In the invention, the water jacket top plate 22 in the water jacket component 2 is four independent trapezoidal organic glass plates. The buckle that rectangular form organic glass strip formed is installed to water jacket roof 22 in bottom border position department for carry out the lock joint between the subassembly of water jacket roof 22 and bottom. As will be understood from the description in the above paragraphs, the water jacket assembly 2 includes four independent water jackets, and when the water jackets are filled with water, the bottom surface of the water jacket top plate 22 is ensured to be in complete contact with the upper surface of the water body in the water jackets, so that the entire independent water jacket space is completely filled with water. At this time, the flow velocity of the water flow in the elbow end 12 can be measured from the water jacket vertical surface 23, the water jacket top plate 22, and the water jacket bottom plate 27 in the four-stage water jacket using the LDV technique. When the PIV technology is adopted for measurement, because the water jacket top plate 22 and the water jacket bottom plate 27 are respectively vertical to the water jacket vertical plane 23, any one group of parallel planes in each section of independent water jacket can be used as an intake plane of the sheet laser, and the other group of parallel planes are used as an image acquisition plane of the CCD camera.

As can be seen from the above paragraphs, since the four independent water jackets constituting the water jacket assembly 2 are all required to be filled with water, the water jacket vertical surface 23 may be deformed under the pressure of the water in the independent water jackets to cause refraction errors, and the connection position between the water jacket vertical surface 23 and the water jacket top plate 22 needs to be provided with the connection piece 24 for fixing. Specifically, the engaging pieces 24 according to the present invention respectively include an upper engaging piece located on the top plate 22 of the water jacket and a lower engaging piece located on the upper edge of the vertical surface 23 of the water jacket, and the upper engaging piece and the lower engaging piece are aligned and connected by a bolt assembly 25. The above structure can avoid the deformation of the water jacket vertical surface 23, and can ensure the level of the water jacket top plate 22 and prevent the overflow of the water flow in the independent water jacket.

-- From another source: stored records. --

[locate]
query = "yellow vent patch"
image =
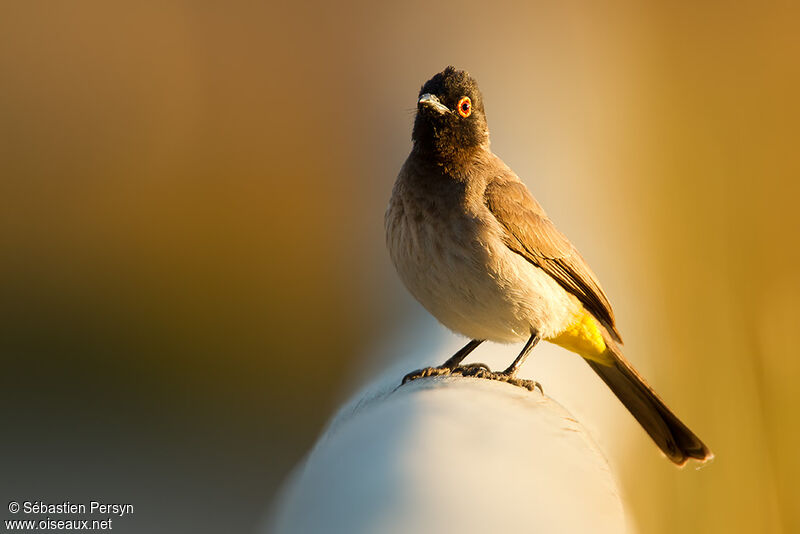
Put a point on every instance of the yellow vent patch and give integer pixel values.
(583, 337)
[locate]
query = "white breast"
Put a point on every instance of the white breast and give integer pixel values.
(459, 269)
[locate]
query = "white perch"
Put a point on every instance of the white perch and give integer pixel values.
(452, 454)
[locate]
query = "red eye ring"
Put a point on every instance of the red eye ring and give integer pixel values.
(464, 107)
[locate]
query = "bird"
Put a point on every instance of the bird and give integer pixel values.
(473, 246)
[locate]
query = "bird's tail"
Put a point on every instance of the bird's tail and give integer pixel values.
(675, 440)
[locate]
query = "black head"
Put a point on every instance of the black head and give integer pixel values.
(450, 117)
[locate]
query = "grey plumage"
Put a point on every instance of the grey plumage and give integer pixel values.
(476, 250)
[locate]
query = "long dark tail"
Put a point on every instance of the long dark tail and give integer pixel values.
(670, 434)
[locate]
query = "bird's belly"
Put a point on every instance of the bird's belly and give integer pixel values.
(476, 286)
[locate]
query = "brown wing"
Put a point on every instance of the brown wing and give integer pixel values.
(531, 234)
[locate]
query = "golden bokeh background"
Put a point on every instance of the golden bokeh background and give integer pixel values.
(191, 202)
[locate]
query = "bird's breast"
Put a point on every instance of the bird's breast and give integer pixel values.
(452, 258)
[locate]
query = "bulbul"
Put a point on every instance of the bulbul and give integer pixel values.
(474, 247)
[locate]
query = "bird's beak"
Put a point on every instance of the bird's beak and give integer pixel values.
(431, 101)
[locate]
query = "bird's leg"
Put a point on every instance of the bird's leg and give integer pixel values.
(515, 365)
(459, 356)
(448, 366)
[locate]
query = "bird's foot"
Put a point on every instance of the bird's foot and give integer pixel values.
(500, 377)
(445, 370)
(474, 370)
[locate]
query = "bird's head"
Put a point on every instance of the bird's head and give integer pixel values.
(450, 117)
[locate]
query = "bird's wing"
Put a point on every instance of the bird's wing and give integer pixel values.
(531, 234)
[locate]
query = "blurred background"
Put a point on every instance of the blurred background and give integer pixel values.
(192, 267)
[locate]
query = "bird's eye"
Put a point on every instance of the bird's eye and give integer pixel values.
(464, 106)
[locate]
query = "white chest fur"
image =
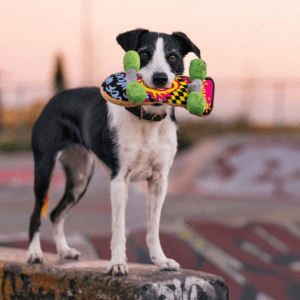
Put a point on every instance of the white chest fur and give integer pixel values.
(143, 147)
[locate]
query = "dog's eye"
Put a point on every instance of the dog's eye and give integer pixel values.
(144, 55)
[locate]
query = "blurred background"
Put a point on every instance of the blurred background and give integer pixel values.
(233, 202)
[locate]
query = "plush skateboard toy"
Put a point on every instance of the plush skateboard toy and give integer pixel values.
(128, 89)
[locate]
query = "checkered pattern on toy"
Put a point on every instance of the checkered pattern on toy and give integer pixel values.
(179, 96)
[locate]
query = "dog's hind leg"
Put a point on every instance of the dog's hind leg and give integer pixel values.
(157, 189)
(119, 196)
(78, 164)
(42, 177)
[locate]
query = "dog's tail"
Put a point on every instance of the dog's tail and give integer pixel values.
(45, 206)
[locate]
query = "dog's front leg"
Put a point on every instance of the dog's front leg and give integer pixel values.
(157, 189)
(119, 194)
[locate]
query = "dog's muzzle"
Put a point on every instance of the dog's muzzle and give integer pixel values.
(160, 79)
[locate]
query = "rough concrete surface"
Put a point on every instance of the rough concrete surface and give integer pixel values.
(86, 279)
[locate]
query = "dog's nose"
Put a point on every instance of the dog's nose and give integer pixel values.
(160, 78)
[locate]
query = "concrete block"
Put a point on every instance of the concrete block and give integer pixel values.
(85, 279)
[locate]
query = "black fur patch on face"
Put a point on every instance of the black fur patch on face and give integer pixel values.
(173, 53)
(146, 48)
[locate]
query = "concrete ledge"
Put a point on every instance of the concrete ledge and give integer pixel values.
(85, 280)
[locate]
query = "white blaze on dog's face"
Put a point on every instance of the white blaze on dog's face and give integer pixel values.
(157, 72)
(161, 55)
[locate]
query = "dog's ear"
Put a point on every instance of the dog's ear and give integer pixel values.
(129, 40)
(186, 44)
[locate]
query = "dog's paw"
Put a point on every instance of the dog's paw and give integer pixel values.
(167, 264)
(69, 253)
(117, 267)
(34, 257)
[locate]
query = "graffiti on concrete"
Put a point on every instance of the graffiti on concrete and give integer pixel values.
(17, 285)
(192, 289)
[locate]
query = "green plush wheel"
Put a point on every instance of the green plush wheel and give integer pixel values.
(131, 60)
(135, 92)
(196, 103)
(197, 69)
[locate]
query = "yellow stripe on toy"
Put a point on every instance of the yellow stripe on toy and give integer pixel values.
(45, 206)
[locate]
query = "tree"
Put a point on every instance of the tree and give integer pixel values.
(59, 80)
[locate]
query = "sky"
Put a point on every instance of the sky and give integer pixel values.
(237, 39)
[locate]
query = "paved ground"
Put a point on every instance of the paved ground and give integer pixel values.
(232, 209)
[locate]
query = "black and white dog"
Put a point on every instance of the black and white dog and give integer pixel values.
(77, 123)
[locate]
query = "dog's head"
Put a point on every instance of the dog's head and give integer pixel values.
(161, 54)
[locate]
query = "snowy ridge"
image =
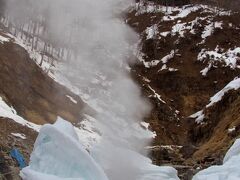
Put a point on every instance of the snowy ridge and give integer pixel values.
(233, 85)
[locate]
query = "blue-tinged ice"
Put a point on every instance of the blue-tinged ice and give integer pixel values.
(58, 155)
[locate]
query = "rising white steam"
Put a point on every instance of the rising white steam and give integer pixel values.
(93, 44)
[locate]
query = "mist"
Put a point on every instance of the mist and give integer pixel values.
(93, 44)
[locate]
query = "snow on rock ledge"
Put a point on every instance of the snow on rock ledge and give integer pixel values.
(59, 155)
(230, 169)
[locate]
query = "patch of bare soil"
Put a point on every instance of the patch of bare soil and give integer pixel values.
(33, 94)
(180, 141)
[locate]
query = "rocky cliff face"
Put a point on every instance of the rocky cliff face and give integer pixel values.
(188, 54)
(187, 57)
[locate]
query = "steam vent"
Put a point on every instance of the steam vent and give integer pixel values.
(119, 90)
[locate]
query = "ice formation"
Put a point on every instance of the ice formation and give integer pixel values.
(58, 155)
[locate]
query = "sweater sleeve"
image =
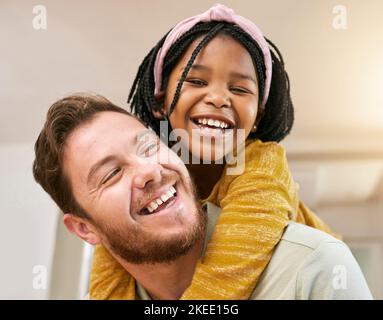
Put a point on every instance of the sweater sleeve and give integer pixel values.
(256, 207)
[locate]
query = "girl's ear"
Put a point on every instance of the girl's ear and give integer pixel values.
(158, 114)
(160, 97)
(260, 114)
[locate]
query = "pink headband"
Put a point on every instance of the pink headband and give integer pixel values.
(218, 12)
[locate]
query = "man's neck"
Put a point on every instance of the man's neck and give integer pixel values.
(166, 281)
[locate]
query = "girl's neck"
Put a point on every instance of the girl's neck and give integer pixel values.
(205, 176)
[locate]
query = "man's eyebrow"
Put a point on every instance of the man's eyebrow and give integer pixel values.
(142, 134)
(98, 165)
(138, 138)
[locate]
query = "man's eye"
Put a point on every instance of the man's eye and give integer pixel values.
(151, 149)
(111, 175)
(196, 82)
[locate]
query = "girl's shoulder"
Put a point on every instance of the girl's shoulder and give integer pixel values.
(264, 156)
(255, 148)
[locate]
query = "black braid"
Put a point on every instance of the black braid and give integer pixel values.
(273, 123)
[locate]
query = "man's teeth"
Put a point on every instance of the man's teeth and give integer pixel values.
(213, 123)
(163, 198)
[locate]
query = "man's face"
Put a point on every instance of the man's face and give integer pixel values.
(137, 192)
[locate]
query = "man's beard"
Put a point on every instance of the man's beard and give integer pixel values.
(138, 246)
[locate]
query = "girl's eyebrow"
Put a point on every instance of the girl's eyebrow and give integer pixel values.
(196, 67)
(243, 76)
(232, 74)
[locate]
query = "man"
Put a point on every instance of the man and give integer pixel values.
(119, 186)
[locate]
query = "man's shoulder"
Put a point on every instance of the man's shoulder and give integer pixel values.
(304, 265)
(300, 235)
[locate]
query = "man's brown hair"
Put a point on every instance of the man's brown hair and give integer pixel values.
(63, 117)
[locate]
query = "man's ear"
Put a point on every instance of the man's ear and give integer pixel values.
(81, 228)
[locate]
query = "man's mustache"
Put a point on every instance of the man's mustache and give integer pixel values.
(152, 187)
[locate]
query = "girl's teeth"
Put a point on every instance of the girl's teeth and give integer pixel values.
(213, 123)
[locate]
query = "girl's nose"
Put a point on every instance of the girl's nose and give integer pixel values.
(219, 98)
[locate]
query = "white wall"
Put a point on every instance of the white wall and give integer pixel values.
(27, 228)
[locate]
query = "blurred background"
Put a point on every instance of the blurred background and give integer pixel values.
(333, 53)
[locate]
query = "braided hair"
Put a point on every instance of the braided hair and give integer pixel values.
(274, 122)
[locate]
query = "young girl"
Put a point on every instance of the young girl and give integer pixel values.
(215, 74)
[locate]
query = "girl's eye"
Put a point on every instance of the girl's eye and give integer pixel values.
(111, 175)
(196, 82)
(239, 90)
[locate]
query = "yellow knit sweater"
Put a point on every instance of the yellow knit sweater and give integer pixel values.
(256, 207)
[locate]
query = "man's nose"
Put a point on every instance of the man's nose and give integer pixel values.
(145, 172)
(218, 97)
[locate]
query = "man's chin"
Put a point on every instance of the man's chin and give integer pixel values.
(142, 247)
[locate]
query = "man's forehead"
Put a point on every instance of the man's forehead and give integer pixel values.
(105, 131)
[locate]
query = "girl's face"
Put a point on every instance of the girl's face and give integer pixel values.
(218, 97)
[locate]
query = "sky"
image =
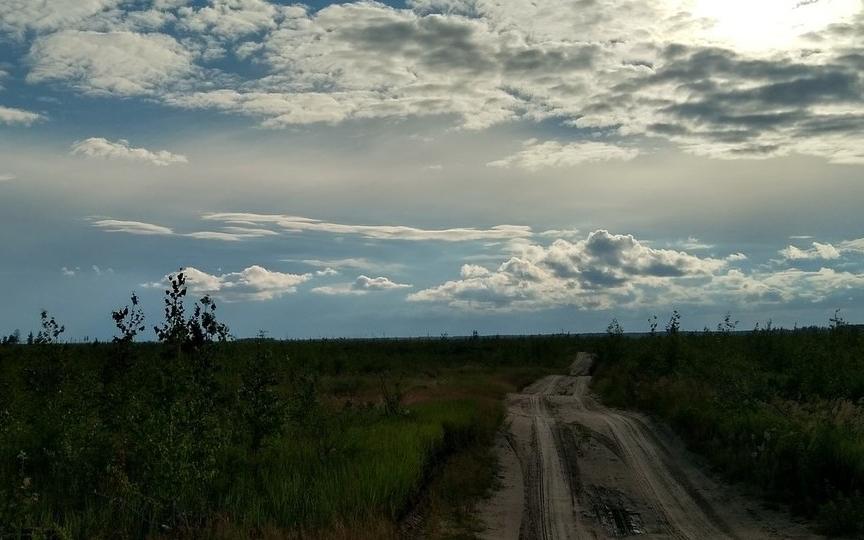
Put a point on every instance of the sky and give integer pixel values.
(365, 169)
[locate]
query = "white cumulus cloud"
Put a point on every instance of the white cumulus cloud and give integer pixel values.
(98, 147)
(254, 283)
(12, 116)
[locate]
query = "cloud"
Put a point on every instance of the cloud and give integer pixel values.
(97, 147)
(253, 284)
(377, 232)
(602, 270)
(20, 16)
(118, 63)
(231, 19)
(817, 251)
(362, 285)
(357, 263)
(606, 271)
(131, 227)
(634, 70)
(536, 155)
(11, 116)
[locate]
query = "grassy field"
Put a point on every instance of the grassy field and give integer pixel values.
(203, 437)
(780, 409)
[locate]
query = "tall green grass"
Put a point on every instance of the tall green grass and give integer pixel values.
(783, 410)
(146, 440)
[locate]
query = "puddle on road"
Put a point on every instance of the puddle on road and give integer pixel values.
(610, 508)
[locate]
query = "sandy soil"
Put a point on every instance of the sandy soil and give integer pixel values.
(574, 469)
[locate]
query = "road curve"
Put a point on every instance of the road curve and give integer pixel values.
(573, 469)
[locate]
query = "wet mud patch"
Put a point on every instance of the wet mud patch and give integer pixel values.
(614, 512)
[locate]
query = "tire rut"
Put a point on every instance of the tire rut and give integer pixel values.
(590, 472)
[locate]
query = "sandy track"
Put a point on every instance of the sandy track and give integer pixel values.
(573, 469)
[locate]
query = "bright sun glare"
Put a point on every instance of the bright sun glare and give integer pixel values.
(770, 24)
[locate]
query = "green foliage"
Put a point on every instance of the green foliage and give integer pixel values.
(781, 409)
(134, 440)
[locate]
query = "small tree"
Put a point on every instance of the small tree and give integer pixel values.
(674, 324)
(174, 329)
(129, 321)
(200, 328)
(728, 325)
(50, 332)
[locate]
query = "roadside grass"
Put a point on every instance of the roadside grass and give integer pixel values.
(143, 441)
(781, 410)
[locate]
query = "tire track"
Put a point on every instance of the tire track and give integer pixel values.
(590, 472)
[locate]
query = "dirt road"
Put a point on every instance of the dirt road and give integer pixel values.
(573, 469)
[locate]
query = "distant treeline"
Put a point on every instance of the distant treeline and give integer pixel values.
(781, 409)
(197, 435)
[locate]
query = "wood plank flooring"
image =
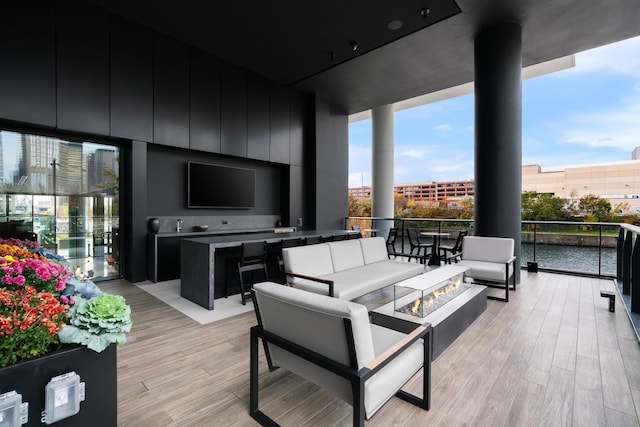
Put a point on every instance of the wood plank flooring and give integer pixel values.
(553, 356)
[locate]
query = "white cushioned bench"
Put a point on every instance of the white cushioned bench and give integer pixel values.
(346, 269)
(332, 343)
(490, 259)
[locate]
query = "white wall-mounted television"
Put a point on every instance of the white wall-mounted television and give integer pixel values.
(220, 187)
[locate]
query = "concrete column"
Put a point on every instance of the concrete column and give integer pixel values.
(382, 121)
(498, 132)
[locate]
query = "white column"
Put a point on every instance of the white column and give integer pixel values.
(382, 121)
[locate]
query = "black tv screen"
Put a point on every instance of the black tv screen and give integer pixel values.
(217, 186)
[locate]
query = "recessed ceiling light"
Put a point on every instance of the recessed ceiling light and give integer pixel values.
(396, 24)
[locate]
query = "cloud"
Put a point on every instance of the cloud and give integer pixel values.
(614, 127)
(444, 127)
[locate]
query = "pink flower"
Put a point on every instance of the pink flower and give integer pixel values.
(43, 272)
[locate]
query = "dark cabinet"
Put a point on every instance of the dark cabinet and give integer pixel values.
(233, 124)
(258, 117)
(205, 102)
(279, 141)
(27, 73)
(171, 92)
(82, 67)
(131, 81)
(296, 128)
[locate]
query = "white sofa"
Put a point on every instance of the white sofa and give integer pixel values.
(346, 269)
(490, 260)
(332, 343)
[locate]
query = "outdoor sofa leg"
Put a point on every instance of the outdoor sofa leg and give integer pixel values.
(254, 411)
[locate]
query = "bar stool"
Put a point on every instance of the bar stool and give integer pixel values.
(287, 243)
(253, 257)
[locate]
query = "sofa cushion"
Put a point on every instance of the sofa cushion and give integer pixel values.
(312, 260)
(397, 372)
(494, 271)
(315, 322)
(490, 249)
(346, 254)
(355, 282)
(374, 249)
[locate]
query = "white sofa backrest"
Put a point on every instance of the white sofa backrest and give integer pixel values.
(314, 321)
(312, 260)
(488, 249)
(374, 249)
(346, 254)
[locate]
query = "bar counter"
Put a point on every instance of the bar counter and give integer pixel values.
(203, 261)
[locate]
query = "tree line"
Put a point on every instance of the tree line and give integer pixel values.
(535, 207)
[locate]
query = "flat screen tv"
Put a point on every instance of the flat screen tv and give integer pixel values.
(221, 187)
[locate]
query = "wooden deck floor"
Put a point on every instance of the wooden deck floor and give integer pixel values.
(554, 355)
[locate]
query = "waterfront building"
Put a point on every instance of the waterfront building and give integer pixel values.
(618, 182)
(449, 191)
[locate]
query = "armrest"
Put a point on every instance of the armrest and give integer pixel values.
(399, 347)
(314, 279)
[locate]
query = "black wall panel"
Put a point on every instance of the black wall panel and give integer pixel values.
(205, 102)
(83, 68)
(27, 70)
(257, 117)
(331, 166)
(171, 92)
(279, 149)
(167, 183)
(131, 81)
(234, 110)
(296, 128)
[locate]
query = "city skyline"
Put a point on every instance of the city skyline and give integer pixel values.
(586, 114)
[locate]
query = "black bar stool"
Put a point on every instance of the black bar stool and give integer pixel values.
(253, 257)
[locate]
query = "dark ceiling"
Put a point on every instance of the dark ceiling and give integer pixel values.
(308, 45)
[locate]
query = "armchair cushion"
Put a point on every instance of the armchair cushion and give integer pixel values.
(312, 260)
(320, 323)
(346, 255)
(489, 249)
(374, 249)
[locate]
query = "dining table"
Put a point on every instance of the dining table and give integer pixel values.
(437, 235)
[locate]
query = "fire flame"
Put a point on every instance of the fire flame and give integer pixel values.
(429, 299)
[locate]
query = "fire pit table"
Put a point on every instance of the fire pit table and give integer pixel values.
(440, 297)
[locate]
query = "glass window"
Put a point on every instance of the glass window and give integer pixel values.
(67, 193)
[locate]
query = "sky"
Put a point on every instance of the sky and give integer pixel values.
(586, 114)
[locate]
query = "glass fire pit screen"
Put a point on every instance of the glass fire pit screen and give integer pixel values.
(425, 302)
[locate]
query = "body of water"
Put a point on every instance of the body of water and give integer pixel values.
(582, 259)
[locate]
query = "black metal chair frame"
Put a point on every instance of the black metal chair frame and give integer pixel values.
(391, 246)
(251, 260)
(501, 285)
(455, 250)
(357, 377)
(416, 245)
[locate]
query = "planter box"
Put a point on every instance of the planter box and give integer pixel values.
(98, 371)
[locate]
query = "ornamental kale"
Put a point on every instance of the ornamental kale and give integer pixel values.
(98, 322)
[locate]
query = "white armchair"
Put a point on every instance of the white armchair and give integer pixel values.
(491, 262)
(331, 343)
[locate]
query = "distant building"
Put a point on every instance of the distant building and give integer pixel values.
(451, 191)
(618, 182)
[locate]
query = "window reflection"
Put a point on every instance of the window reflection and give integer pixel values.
(67, 193)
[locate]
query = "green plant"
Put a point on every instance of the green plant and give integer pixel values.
(98, 322)
(29, 323)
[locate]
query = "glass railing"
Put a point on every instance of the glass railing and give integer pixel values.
(583, 248)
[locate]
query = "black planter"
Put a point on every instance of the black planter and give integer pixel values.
(98, 371)
(154, 225)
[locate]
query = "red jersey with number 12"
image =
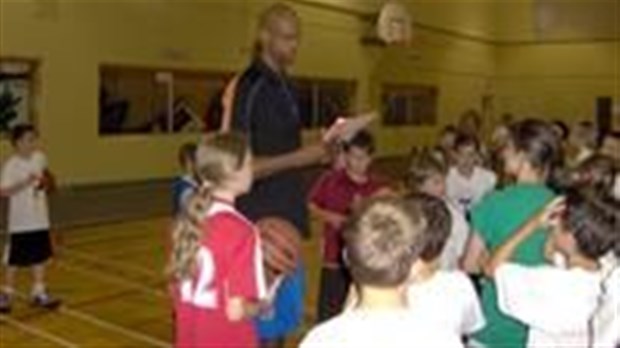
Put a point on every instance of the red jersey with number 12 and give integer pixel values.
(229, 264)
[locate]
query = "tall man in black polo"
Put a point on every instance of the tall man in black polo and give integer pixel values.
(266, 109)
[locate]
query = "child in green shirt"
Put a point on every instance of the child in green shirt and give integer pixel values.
(528, 157)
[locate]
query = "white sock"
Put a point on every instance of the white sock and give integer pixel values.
(8, 290)
(38, 289)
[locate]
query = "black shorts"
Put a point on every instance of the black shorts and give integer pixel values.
(26, 249)
(333, 291)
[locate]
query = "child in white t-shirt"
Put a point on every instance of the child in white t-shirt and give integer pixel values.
(572, 306)
(467, 182)
(24, 181)
(427, 174)
(446, 296)
(383, 241)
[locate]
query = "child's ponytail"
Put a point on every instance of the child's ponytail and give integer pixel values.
(216, 161)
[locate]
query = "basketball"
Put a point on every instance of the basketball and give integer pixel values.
(280, 242)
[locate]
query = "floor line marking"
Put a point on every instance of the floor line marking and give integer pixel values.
(38, 332)
(104, 324)
(112, 278)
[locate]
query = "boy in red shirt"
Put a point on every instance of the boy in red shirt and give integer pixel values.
(216, 260)
(334, 196)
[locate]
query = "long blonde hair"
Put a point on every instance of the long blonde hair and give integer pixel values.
(216, 160)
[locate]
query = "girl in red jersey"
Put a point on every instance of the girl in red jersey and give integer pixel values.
(216, 261)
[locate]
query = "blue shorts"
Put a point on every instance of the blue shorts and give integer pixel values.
(288, 309)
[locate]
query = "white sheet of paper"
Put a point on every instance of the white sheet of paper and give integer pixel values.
(345, 128)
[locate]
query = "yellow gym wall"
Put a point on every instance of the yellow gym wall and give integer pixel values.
(558, 67)
(71, 39)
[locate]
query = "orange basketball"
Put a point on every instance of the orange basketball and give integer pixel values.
(281, 243)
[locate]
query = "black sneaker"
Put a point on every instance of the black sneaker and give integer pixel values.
(46, 301)
(5, 304)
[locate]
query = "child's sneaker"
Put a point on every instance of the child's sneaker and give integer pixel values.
(5, 304)
(46, 301)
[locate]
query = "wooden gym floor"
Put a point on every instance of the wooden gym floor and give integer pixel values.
(110, 277)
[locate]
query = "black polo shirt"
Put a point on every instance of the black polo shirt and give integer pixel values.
(265, 108)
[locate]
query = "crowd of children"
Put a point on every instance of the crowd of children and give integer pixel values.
(452, 258)
(456, 258)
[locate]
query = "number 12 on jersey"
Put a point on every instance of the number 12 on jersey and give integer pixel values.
(200, 291)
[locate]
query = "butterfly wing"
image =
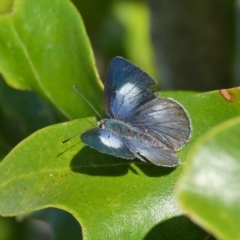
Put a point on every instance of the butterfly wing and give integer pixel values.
(158, 156)
(126, 88)
(165, 120)
(106, 142)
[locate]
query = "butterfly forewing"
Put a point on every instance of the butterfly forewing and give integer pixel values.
(126, 88)
(140, 124)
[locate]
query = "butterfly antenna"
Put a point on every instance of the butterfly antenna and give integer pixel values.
(77, 90)
(70, 138)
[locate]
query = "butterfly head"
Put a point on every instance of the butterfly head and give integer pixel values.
(102, 123)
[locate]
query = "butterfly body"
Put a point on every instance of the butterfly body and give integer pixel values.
(139, 124)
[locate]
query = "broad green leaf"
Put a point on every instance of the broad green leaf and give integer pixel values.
(209, 188)
(62, 224)
(44, 47)
(22, 113)
(110, 197)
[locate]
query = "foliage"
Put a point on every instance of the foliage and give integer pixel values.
(44, 48)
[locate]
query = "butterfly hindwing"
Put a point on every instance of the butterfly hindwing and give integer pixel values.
(165, 120)
(126, 88)
(158, 156)
(106, 142)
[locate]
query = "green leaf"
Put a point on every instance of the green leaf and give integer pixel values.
(44, 47)
(110, 197)
(209, 188)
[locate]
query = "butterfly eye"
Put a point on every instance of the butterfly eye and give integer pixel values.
(102, 123)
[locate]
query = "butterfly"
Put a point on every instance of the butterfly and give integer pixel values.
(139, 124)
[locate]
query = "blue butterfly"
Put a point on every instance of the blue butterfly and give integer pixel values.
(139, 124)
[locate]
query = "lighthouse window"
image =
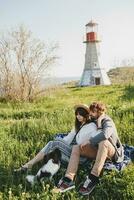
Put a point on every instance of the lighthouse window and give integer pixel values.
(97, 81)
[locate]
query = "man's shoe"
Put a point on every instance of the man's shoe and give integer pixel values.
(65, 184)
(21, 170)
(88, 186)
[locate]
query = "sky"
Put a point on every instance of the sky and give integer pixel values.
(63, 21)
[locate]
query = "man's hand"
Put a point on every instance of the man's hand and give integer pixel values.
(84, 144)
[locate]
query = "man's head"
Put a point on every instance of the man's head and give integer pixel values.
(96, 109)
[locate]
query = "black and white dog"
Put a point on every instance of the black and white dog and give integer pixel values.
(50, 167)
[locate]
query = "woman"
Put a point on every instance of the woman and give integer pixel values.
(84, 129)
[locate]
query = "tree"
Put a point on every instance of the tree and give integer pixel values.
(23, 62)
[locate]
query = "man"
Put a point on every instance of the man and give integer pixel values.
(104, 145)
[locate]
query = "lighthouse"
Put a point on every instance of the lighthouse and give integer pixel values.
(94, 73)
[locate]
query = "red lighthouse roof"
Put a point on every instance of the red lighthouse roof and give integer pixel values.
(92, 23)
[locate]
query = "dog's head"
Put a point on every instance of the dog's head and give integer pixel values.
(51, 166)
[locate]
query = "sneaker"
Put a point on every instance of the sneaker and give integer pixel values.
(31, 179)
(65, 184)
(88, 186)
(21, 170)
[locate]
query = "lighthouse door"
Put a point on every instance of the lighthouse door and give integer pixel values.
(97, 81)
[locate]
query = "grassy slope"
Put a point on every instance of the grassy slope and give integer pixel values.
(25, 128)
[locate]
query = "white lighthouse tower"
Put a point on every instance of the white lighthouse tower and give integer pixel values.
(94, 73)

In the invention, the shock absorber 3 can be selected from hard rubber with a cuboid structure, and the shock absorber 3 can be selected to be arranged on the bottom bevel edge of each independent water jacket so as to play a role in stabilizing the water jacket assembly 2. Meanwhile, the shock absorption device 3 can absorb system shock caused by moving water flow in the elbow section 2, so that a stable flow velocity measurement environment is provided for an experiment.

Finally, although the present description refers to embodiments, not every embodiment contains only a single technical solution, and such description of the present description is for clarity reasons only, and those skilled in the art should make the description as a whole, and the technical solutions in the embodiments can be appropriately combined to form other embodiments that can be understood by those skilled in the art.